Anna watched him walk away and then dive into the gentle lapping water. This was how he got all those muscles, she realized. Swimming. He cut across the surface of the lake, never seeming to tire. After a few minutes of standing there gawking at him, she went back to her towel. His sketch pad was closed but she saw a page edged in blue sticking out. Eyeing the distant swimming figure, she eased the paint box off the top and opened the pad.
The first four paintings were of the lake, each similar but different. The fifth picture was of her, dozing beneath her oversized hat. It shocked her. He’d drawn someone tranquil, serene. Soft lines, long slender legs that belied her short stature. His view of her was unsettling. It wasn’t how she saw herself—uptight, meticulous. His painting showed someone she wanted to be: relaxed, beautiful.

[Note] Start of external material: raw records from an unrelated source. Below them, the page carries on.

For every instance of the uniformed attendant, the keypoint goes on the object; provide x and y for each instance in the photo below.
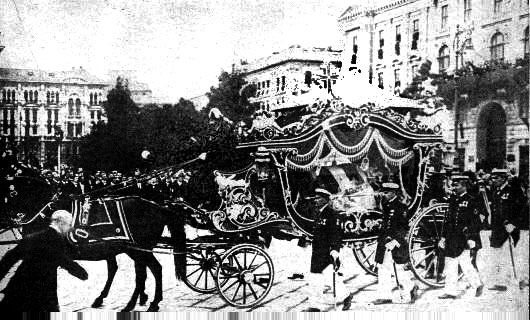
(392, 249)
(505, 217)
(327, 237)
(461, 234)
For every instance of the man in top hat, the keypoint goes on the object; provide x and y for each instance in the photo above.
(392, 248)
(506, 214)
(327, 237)
(461, 234)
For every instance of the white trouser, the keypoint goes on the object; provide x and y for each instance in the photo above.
(385, 272)
(502, 269)
(451, 272)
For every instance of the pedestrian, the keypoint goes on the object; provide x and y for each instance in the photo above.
(327, 237)
(506, 213)
(392, 250)
(461, 234)
(33, 287)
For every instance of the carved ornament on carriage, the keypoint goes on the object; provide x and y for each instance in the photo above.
(241, 209)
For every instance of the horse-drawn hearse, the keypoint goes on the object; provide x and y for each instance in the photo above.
(347, 147)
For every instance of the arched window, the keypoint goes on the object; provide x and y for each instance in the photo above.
(70, 106)
(525, 40)
(443, 58)
(77, 107)
(497, 46)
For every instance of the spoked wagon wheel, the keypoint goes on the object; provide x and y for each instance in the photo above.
(245, 275)
(364, 252)
(201, 268)
(425, 257)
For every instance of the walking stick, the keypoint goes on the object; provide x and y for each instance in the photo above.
(334, 285)
(521, 283)
(399, 286)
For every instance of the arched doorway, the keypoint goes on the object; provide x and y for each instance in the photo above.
(491, 137)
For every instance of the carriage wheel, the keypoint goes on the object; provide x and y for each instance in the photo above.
(425, 257)
(245, 275)
(201, 267)
(364, 252)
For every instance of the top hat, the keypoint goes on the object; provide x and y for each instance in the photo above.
(390, 186)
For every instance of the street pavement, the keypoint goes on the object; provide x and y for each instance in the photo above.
(285, 295)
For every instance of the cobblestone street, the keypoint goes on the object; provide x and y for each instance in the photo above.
(286, 295)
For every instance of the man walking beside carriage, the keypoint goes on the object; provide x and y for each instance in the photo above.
(460, 235)
(392, 250)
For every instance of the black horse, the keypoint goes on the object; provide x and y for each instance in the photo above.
(30, 200)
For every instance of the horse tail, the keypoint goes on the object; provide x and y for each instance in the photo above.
(178, 236)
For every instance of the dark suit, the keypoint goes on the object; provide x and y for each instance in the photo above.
(327, 236)
(394, 227)
(506, 208)
(34, 285)
(462, 224)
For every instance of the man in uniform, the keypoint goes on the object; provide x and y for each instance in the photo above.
(34, 284)
(327, 237)
(505, 217)
(392, 252)
(461, 234)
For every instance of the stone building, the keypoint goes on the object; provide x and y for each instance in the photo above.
(285, 75)
(391, 39)
(35, 103)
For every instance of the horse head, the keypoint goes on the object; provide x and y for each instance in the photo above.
(24, 197)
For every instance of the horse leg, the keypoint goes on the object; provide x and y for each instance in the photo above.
(112, 268)
(156, 270)
(141, 276)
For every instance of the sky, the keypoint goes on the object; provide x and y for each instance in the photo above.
(177, 47)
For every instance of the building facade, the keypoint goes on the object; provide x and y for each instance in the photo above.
(36, 104)
(391, 39)
(284, 76)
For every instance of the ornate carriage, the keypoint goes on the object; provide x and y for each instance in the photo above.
(347, 150)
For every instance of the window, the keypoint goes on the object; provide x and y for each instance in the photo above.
(415, 34)
(445, 15)
(397, 82)
(355, 50)
(77, 107)
(307, 78)
(397, 47)
(414, 71)
(497, 6)
(497, 47)
(525, 40)
(70, 106)
(467, 10)
(443, 58)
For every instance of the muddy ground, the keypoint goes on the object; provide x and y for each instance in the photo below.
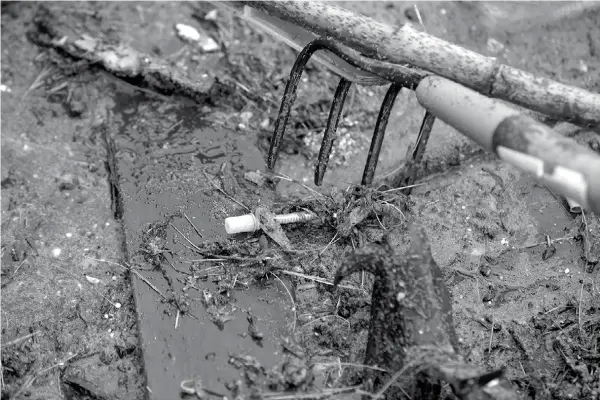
(76, 324)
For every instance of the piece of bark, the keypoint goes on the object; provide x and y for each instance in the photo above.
(125, 62)
(412, 328)
(407, 45)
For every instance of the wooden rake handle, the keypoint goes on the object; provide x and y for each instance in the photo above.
(407, 45)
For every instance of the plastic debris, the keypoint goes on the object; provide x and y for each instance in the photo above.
(193, 35)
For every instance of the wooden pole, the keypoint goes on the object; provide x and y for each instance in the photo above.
(471, 69)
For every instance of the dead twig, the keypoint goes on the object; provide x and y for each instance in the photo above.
(18, 340)
(29, 381)
(291, 298)
(317, 279)
(185, 237)
(193, 226)
(224, 193)
(136, 273)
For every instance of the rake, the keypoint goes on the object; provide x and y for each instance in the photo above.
(453, 84)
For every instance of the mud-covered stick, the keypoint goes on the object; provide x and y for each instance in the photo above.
(559, 162)
(406, 45)
(249, 222)
(574, 207)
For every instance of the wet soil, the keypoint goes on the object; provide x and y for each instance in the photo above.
(100, 178)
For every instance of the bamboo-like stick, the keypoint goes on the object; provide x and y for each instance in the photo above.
(407, 45)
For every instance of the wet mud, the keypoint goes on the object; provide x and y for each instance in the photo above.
(146, 180)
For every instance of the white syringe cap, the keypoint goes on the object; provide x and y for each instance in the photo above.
(243, 223)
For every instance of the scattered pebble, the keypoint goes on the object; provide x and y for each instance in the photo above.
(67, 181)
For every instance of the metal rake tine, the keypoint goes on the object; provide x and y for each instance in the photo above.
(379, 133)
(289, 96)
(409, 175)
(332, 122)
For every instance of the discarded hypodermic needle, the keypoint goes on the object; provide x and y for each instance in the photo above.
(249, 222)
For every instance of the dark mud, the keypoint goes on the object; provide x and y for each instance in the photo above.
(520, 268)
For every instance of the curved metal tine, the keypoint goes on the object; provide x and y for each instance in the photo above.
(379, 133)
(408, 178)
(329, 137)
(289, 96)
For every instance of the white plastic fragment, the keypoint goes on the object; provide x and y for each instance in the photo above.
(92, 280)
(193, 35)
(574, 207)
(211, 15)
(249, 222)
(243, 223)
(187, 33)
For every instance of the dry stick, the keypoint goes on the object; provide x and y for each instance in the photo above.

r /> She closed the pad and tried reading her novel. But when he came back, wet shorts clinging to every powerful inch, she couldn’t concentrate.

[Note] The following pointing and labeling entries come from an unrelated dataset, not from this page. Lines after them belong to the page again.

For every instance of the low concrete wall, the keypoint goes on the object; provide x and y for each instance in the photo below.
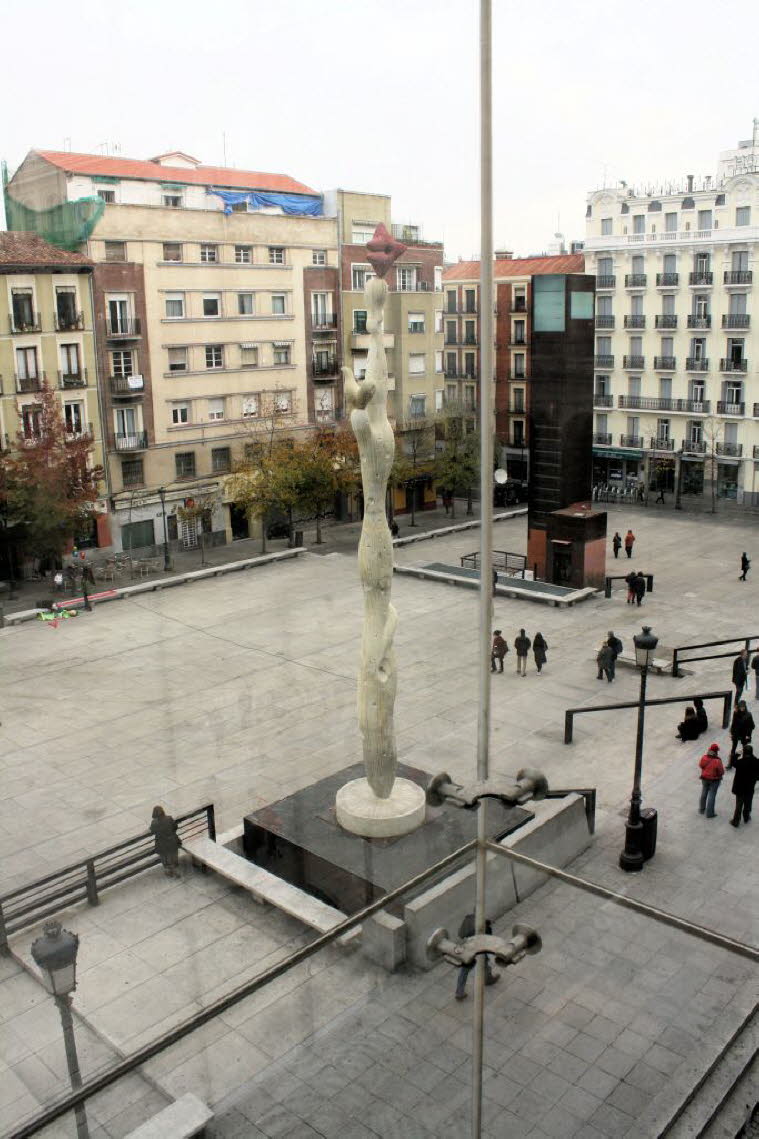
(556, 835)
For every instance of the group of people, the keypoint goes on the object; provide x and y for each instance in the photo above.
(522, 645)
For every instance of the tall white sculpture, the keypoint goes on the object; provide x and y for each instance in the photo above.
(378, 805)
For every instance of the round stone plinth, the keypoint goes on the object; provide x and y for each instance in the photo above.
(361, 812)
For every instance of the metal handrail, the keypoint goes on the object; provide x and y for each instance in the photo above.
(84, 879)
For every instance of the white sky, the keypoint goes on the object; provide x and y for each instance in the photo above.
(382, 95)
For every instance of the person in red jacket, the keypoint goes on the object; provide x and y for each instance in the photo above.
(711, 776)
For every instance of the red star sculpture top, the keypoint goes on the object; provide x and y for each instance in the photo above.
(383, 251)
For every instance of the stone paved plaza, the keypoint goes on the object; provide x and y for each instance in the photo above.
(241, 690)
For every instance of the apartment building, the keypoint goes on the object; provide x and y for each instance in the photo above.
(413, 316)
(676, 354)
(513, 279)
(215, 308)
(46, 337)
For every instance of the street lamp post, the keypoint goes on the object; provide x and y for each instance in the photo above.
(631, 857)
(55, 953)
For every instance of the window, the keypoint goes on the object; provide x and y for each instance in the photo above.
(185, 464)
(220, 459)
(177, 359)
(131, 475)
(174, 305)
(406, 278)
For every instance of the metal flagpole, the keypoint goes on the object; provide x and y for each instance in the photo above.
(487, 427)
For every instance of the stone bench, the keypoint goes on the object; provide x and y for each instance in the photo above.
(185, 1117)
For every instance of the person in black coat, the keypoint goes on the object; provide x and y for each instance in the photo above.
(744, 780)
(741, 729)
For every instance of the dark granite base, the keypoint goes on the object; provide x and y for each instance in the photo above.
(299, 840)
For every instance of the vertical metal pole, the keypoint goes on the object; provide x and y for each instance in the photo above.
(487, 428)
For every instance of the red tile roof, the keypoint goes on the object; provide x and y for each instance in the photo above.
(519, 267)
(32, 250)
(153, 171)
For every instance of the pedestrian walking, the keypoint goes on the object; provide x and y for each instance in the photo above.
(744, 781)
(498, 652)
(163, 827)
(522, 645)
(605, 662)
(741, 729)
(711, 776)
(539, 647)
(740, 672)
(466, 929)
(629, 542)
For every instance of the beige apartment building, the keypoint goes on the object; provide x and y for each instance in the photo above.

That body made her realize she’d always dated boys. Boys who did as they were told. Boys she could control.
Brent Carver was no boy.
And he was determined to hold her at arm’s length even though they both knew the time they had together was short. She doubted she’d ever meet another man like Brent. The question was, what was she going to do about it?
CHAPTER 13
Katherine groggily opened her eyes and rolled her head to see where she was. Ugh. On a hard concrete floor that made her feel every one of her fifty years. A curved tin roof arched overhead and someone watched TV about thirty feet from where she’d been dumped.

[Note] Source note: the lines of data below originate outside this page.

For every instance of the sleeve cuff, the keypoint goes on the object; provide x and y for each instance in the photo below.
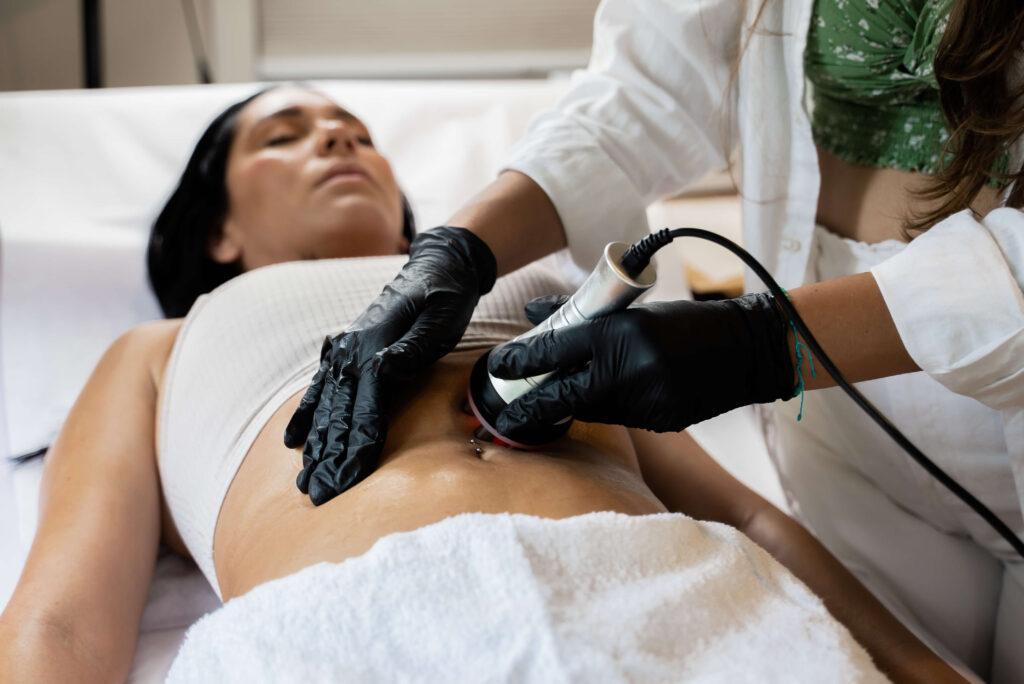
(558, 156)
(955, 296)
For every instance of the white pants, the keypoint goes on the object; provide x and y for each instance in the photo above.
(925, 554)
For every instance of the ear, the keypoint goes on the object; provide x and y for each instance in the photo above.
(225, 247)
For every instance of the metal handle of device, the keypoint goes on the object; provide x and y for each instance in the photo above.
(607, 289)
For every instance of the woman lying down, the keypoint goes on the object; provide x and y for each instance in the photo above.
(454, 560)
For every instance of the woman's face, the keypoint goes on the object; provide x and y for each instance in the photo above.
(304, 181)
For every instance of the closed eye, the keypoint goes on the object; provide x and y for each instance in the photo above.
(280, 139)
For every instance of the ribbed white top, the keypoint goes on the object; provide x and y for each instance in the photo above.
(252, 343)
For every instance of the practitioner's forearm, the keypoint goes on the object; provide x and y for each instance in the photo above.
(895, 650)
(850, 321)
(515, 218)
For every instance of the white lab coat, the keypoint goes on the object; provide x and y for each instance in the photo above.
(659, 105)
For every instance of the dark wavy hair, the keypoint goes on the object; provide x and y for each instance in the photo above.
(178, 256)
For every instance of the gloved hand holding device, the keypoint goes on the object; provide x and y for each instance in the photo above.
(662, 366)
(419, 317)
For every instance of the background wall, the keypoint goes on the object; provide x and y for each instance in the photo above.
(146, 42)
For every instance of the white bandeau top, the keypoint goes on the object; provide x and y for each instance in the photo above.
(252, 343)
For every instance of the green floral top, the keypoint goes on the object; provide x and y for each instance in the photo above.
(876, 99)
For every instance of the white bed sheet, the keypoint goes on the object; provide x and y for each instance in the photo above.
(82, 176)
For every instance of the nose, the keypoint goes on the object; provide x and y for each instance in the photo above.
(336, 137)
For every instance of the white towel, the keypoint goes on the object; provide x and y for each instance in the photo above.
(601, 597)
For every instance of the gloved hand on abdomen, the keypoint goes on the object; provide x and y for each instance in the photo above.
(419, 317)
(662, 367)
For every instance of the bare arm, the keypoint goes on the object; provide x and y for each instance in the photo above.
(687, 480)
(76, 611)
(851, 322)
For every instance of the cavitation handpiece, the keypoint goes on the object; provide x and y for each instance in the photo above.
(607, 289)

She tried to move her arms, but they were tied behind her back and her ankles cinched close together. The position and lack of blood flow was excruciating.
“Katherine,” someone whispered.
Harvey.
She twisted the other way, trying to ignore the pain in her bound wrists.
“Are you all right?” he asked.
“Yes,” she whispered back. “Are you?”
He nodded, but he sported a ripped shirt and a bloodstained swollen nose where someone had either punched him or introduced him face-first to a wall.
“Why are they doing this? What do they want?” Hysteria crept into her voice and her heart lunged.
He shook his head, but made the movement small as he kept one eye on the guy watching TV. “I don’t know.”
“I’m not rich,” she hissed, and it came out like an accusation.
He raised one brow. “You’re the one they stuffed in the van. They just grabbed me because I was drawing too much attention to them.”
She frowned. It didn’t make any sense.
“I told Barb I wanted a divorce last night.” He looked around the warehouse. “But I don’t think she had time to organize this.”
Katherine opened her mouth in shock. He’d actually done it. Left his wife. And thought she might kidnap him for money. That was not a happy marriage. “I’m sorry,” she said quietly. She knew she’d had something to do with his decision, although she didn’t know exactly what.